Wenn Gott die Stützen wegnimmt

Als der Missionar Samuel Gobat, der später die hervorragende Stellung eines Bischofs in Jeru­salem einnahm, einst schwer erkrankt von Abessinien nach London kam, dort Heilung zu suchen, führte ihn ein Freund zu einem Arzt, der sich besonders gütig und selbstlos kranker Gottesdiener annahm.

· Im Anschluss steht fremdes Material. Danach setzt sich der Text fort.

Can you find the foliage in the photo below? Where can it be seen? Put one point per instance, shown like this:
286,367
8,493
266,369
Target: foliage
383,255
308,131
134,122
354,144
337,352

Gobat fiel, während er im Wartezimmer auf den Arzt warten musste, ein großes Bild an der Wand auf, das eine Dame von Kindern um­geben darstellte, auch ein kleiner Kindersessel neben dem Schreibtisch des Professors. Da er nun nach der ärztlichen Untersuchung freund­lichst zum Tee eingeladen wurde, wunderte er sich, im Speisezimmer niemanden von der Familie vorzufinden, und fragte deshalb: "Ihre Familie ist wohl abwesend?" "Nein", war die Antwort, "sie sind alle daheim. Die Dame, deren Bild Sie im vorderen Zimmer sehen, ist mein liebes, treues Weib, und die sieben um sie her sind meine holden, köstlichen Kinder. Der Herr aber, der sie mir geschenkt, hat sie mir alle wieder genommen und mein Weib dazu, ich bin allein zurückgeblieben in der Fremde."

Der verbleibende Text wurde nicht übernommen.